For the pledger, the advantage of this type of loan is that the loan amount will be large enough – it will be about 80% of the appraised market value of the property that is used as collateral. Moreover, the interest rate will be reduced and the loan period will be extended.

A pledge allows you to ensure the availability and safety of the property while the debtor is paying off the loan. It also allows the lender to meet his needs with the collateral. The fact that there is a real danger of losing the property is a great incentive for the debtor to pay the loan as quickly as possible and to meet all obligations to the bank or financial institution in full. By the way, the same property can be pledged several times.

What are the similarities and differences between pledge and surety as monetary obligations

Both versions of credit security must be drawn up in writing. This document is a supplement to the main loan agreement. If such a rule prescribed in the legislation is not respected, the surety or pledge may be invalidated.
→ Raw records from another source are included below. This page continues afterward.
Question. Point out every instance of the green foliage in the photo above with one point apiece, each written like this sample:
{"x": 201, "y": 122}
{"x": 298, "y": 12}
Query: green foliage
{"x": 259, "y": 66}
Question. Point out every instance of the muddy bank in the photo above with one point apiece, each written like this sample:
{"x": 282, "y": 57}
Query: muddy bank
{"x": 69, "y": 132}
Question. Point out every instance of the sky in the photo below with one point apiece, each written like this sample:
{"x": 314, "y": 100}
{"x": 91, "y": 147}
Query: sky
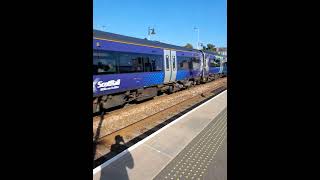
{"x": 173, "y": 20}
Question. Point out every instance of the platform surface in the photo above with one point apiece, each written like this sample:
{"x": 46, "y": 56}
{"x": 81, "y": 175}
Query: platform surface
{"x": 191, "y": 147}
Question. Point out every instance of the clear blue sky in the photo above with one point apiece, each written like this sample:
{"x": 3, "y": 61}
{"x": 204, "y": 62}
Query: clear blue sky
{"x": 173, "y": 20}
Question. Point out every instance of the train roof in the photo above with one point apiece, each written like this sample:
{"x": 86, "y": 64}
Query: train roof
{"x": 118, "y": 37}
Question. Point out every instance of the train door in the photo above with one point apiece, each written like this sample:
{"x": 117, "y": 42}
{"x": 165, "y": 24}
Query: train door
{"x": 170, "y": 66}
{"x": 205, "y": 64}
{"x": 174, "y": 66}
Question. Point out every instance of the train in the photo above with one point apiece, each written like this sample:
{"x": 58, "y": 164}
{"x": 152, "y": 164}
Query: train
{"x": 129, "y": 69}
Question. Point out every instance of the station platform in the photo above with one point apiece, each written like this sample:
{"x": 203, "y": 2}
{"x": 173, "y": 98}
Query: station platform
{"x": 191, "y": 147}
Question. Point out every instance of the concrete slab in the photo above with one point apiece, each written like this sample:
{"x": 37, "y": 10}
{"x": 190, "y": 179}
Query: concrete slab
{"x": 147, "y": 158}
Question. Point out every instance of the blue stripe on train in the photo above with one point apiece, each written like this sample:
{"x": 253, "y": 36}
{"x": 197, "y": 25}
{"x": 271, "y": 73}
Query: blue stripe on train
{"x": 113, "y": 83}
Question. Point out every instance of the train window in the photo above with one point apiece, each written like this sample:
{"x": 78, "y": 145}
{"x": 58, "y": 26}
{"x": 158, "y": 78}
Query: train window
{"x": 147, "y": 64}
{"x": 174, "y": 62}
{"x": 167, "y": 62}
{"x": 214, "y": 62}
{"x": 195, "y": 63}
{"x": 129, "y": 63}
{"x": 104, "y": 63}
{"x": 156, "y": 62}
{"x": 183, "y": 62}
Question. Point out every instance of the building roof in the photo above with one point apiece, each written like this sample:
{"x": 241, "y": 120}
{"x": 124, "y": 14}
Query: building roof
{"x": 118, "y": 37}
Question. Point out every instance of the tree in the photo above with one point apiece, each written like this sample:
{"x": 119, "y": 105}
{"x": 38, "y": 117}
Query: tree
{"x": 188, "y": 45}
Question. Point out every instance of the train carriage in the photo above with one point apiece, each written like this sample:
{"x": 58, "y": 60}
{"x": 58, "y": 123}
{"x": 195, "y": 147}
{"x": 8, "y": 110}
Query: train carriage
{"x": 127, "y": 69}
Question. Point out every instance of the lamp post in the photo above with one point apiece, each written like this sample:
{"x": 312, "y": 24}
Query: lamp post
{"x": 197, "y": 29}
{"x": 150, "y": 32}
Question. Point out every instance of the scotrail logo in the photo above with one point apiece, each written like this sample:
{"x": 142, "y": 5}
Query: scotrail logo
{"x": 103, "y": 86}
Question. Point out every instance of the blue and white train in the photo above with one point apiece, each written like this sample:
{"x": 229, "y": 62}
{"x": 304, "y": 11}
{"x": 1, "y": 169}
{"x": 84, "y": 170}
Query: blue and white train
{"x": 130, "y": 69}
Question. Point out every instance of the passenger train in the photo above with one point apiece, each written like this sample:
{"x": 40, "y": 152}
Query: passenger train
{"x": 129, "y": 69}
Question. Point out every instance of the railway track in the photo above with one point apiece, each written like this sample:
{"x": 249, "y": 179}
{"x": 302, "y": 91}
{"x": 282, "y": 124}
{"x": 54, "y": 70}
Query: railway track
{"x": 147, "y": 124}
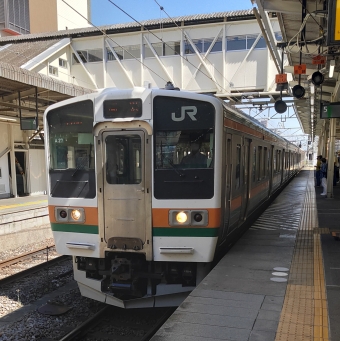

When applying for a loan with a guarantee or a pledge, it is necessary to collect a rather large package of documents. In both cases the passport data of a citizen of the country, identification code, filling in applications and questionnaires, as well as providing documents on the pledged property or the contract of guarantee and the documents of that person are obligatory.

There are several differences. Firstly, the pledge must be necessarily registered, but the contract of guarantee has no such requirement. Secondly, the pledge can be both real estate and movable property (i.e. apartments or houses, cars, etc.). As for the suretyship contract, the subject is the guarantor’s obligation to fulfill his financial obligations.

So, most often, when choosing between a collateral or a guarantor, the borrower does not rely on the proposed credit conditions (which are almost the same), but on his personal abilities. For example, not everyone has property that can serve as collateral (or there are situations where the value of the object is less than necessary to pledge). But, on the other hand, not everyone can attract a person who is willing to become a guarantor for them and share such obligations.